Exploring CDK4/6-Dependencies in ex vivo Ovarian Cancer Models

Ovarian cancer (OC) is a clinically and molecularly heterogeneous disease with limited treatment options for the majority of patients, particularly those with homologous-recombination-proficient high-grade serous ovarian cancer (HGSOC) and rarer subtypes such as low-grade serous ovarian cancer. Deregulation of the G1/S cell cycle network is common across all subtypes, suggesting subtype-agnostic vulnerabilities. Here, we assessed CDK4/6 dependency using the selective inhibitor palbociclib across 20 patient-derived ex vivo OC models. A subset of models, including four HGSOC and six rarer subtypes, exhibited marked sensitivity to palbociclib, characterised by low CDKN2A / CDKN2B expression, Rb hypophosphorylation, and G1 cell cycle arrest.

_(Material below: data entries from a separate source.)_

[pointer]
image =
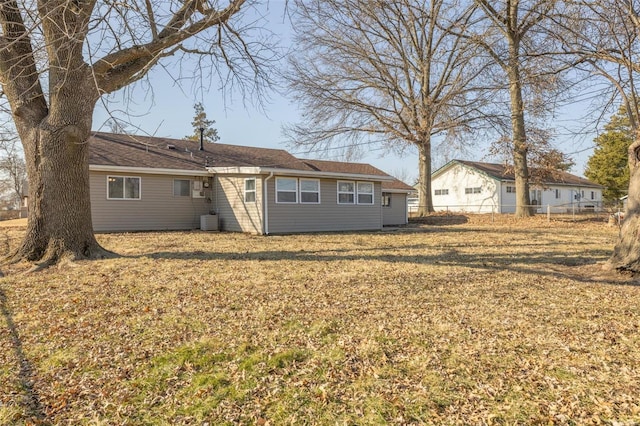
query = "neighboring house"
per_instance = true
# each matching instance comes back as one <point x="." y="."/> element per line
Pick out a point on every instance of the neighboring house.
<point x="486" y="187"/>
<point x="148" y="183"/>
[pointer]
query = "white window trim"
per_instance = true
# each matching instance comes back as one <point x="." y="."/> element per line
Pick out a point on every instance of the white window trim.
<point x="314" y="192"/>
<point x="354" y="193"/>
<point x="386" y="195"/>
<point x="254" y="191"/>
<point x="295" y="191"/>
<point x="174" y="189"/>
<point x="372" y="193"/>
<point x="123" y="198"/>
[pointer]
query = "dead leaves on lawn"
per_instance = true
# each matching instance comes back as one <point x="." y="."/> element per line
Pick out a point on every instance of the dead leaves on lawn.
<point x="477" y="323"/>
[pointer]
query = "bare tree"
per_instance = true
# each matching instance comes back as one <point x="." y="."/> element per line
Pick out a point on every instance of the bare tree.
<point x="12" y="167"/>
<point x="516" y="40"/>
<point x="386" y="73"/>
<point x="606" y="34"/>
<point x="59" y="58"/>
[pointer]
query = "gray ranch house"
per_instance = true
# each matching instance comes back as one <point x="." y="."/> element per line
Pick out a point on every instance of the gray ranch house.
<point x="148" y="183"/>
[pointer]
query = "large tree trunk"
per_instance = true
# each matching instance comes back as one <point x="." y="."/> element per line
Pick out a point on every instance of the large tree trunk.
<point x="59" y="224"/>
<point x="626" y="253"/>
<point x="521" y="170"/>
<point x="424" y="181"/>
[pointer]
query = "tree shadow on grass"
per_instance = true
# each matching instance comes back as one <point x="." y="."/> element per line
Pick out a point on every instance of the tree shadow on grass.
<point x="551" y="263"/>
<point x="30" y="397"/>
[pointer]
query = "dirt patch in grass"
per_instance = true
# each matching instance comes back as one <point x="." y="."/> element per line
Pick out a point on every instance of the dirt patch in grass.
<point x="476" y="323"/>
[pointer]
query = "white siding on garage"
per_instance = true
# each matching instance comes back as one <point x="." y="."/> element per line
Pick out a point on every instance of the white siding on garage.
<point x="157" y="208"/>
<point x="449" y="191"/>
<point x="328" y="215"/>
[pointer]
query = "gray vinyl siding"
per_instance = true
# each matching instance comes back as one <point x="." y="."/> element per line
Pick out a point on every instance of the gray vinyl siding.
<point x="157" y="208"/>
<point x="396" y="213"/>
<point x="326" y="216"/>
<point x="233" y="213"/>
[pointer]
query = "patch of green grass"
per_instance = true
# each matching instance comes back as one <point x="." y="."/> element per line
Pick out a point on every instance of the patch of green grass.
<point x="481" y="323"/>
<point x="287" y="358"/>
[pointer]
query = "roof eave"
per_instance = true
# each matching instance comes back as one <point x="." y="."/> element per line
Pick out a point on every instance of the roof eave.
<point x="294" y="172"/>
<point x="147" y="170"/>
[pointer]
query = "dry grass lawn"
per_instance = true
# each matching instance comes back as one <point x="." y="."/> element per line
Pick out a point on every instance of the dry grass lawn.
<point x="470" y="323"/>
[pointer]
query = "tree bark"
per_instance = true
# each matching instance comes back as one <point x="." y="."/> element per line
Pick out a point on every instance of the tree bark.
<point x="521" y="170"/>
<point x="56" y="151"/>
<point x="59" y="225"/>
<point x="424" y="181"/>
<point x="626" y="253"/>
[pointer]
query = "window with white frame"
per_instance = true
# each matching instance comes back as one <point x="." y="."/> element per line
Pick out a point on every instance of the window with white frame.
<point x="386" y="199"/>
<point x="365" y="193"/>
<point x="286" y="190"/>
<point x="123" y="188"/>
<point x="346" y="192"/>
<point x="181" y="187"/>
<point x="250" y="190"/>
<point x="309" y="191"/>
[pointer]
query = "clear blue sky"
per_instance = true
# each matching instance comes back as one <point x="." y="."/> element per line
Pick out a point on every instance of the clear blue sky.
<point x="169" y="112"/>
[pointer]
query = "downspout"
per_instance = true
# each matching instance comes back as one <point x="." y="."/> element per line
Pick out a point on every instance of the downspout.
<point x="265" y="201"/>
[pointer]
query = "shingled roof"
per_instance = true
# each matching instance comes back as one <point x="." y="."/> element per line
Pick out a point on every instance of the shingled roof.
<point x="501" y="172"/>
<point x="108" y="149"/>
<point x="119" y="150"/>
<point x="357" y="168"/>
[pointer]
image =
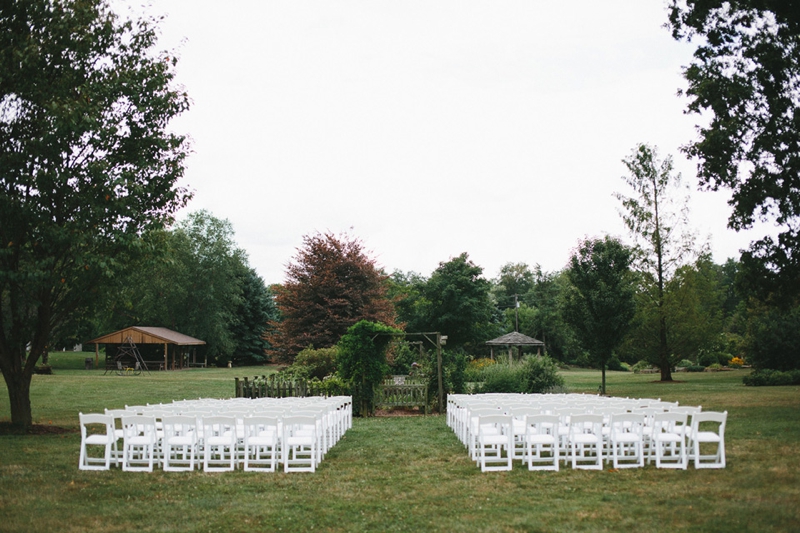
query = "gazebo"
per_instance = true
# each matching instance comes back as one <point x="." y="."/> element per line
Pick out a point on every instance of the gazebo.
<point x="152" y="335"/>
<point x="514" y="339"/>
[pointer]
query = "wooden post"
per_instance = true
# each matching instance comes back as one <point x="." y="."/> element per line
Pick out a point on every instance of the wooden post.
<point x="439" y="365"/>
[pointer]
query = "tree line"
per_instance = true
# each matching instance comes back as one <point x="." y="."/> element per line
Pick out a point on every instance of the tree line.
<point x="89" y="173"/>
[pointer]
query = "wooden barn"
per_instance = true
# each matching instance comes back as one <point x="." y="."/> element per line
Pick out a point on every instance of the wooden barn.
<point x="160" y="348"/>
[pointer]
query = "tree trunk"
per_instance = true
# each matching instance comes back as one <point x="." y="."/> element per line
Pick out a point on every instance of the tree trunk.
<point x="19" y="388"/>
<point x="663" y="353"/>
<point x="603" y="384"/>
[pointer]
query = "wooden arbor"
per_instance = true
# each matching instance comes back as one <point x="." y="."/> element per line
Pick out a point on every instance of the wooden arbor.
<point x="510" y="340"/>
<point x="183" y="352"/>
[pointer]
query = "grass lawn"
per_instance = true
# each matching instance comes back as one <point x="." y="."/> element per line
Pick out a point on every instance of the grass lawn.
<point x="400" y="473"/>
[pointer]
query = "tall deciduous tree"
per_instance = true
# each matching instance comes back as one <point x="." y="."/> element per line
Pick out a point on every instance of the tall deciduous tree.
<point x="601" y="304"/>
<point x="457" y="302"/>
<point x="745" y="77"/>
<point x="250" y="325"/>
<point x="330" y="285"/>
<point x="361" y="360"/>
<point x="657" y="220"/>
<point x="87" y="164"/>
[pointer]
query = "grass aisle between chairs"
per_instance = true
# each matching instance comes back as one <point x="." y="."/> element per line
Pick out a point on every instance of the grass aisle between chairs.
<point x="403" y="474"/>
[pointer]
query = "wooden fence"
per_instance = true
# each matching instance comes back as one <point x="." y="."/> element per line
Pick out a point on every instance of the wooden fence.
<point x="274" y="387"/>
<point x="401" y="391"/>
<point x="397" y="391"/>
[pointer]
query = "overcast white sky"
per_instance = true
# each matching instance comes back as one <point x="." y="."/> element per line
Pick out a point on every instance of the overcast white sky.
<point x="428" y="128"/>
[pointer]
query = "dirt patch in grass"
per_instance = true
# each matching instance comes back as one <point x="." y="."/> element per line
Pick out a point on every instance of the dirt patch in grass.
<point x="7" y="428"/>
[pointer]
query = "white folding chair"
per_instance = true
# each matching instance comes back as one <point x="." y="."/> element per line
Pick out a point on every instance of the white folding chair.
<point x="495" y="442"/>
<point x="139" y="440"/>
<point x="701" y="434"/>
<point x="586" y="441"/>
<point x="260" y="443"/>
<point x="299" y="444"/>
<point x="541" y="442"/>
<point x="520" y="414"/>
<point x="179" y="444"/>
<point x="219" y="443"/>
<point x="669" y="440"/>
<point x="96" y="430"/>
<point x="627" y="440"/>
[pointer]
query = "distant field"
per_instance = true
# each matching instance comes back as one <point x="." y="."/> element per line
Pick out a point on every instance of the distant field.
<point x="400" y="473"/>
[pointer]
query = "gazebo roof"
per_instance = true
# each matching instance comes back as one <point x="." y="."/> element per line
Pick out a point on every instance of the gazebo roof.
<point x="514" y="339"/>
<point x="147" y="335"/>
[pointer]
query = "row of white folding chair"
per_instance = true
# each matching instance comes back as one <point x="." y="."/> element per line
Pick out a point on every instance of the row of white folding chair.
<point x="619" y="439"/>
<point x="340" y="421"/>
<point x="180" y="445"/>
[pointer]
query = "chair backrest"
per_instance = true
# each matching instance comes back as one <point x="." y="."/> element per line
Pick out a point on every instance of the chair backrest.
<point x="669" y="422"/>
<point x="541" y="424"/>
<point x="586" y="424"/>
<point x="627" y="423"/>
<point x="96" y="419"/>
<point x="256" y="425"/>
<point x="179" y="425"/>
<point x="218" y="426"/>
<point x="139" y="426"/>
<point x="711" y="417"/>
<point x="499" y="421"/>
<point x="299" y="423"/>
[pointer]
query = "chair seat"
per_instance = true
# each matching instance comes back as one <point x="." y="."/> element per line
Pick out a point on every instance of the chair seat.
<point x="180" y="441"/>
<point x="707" y="436"/>
<point x="97" y="439"/>
<point x="585" y="438"/>
<point x="543" y="438"/>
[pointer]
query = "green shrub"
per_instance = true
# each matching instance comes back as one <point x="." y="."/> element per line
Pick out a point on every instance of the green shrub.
<point x="615" y="364"/>
<point x="711" y="358"/>
<point x="540" y="374"/>
<point x="43" y="369"/>
<point x="768" y="377"/>
<point x="401" y="357"/>
<point x="335" y="386"/>
<point x="315" y="363"/>
<point x="474" y="371"/>
<point x="503" y="377"/>
<point x="582" y="361"/>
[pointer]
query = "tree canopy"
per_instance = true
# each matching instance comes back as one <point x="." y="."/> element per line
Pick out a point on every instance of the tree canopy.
<point x="87" y="165"/>
<point x="744" y="78"/>
<point x="330" y="285"/>
<point x="457" y="303"/>
<point x="601" y="303"/>
<point x="657" y="219"/>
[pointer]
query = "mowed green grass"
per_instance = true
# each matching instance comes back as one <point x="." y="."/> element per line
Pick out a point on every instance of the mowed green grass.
<point x="401" y="473"/>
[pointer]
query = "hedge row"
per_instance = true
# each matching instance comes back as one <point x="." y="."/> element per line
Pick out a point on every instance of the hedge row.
<point x="772" y="377"/>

In contrast, resistant models showed high CDKN2A expression and reduced or absent RB1 . Notably, ABCB1 overexpression—a known resistance mechanism in OC—did not mediate palbociclib resistance. Analysis of longitudinal models revealed diminished CDK4/6 dependency following treatment, accompanied by increased CDKN2A expression. These findings support a model of G1/S control in which tumours diverge into CDK4/6- or CDK2-driven proliferation states, with CDKN2A as a potential biomarker to guide patient selection. The predominance of CDK4/6-inhibitor-resistant HGSOC highlights a priority population for CDK2-targeted therapies, offering new treatment strategies for patients with otherwise limited options.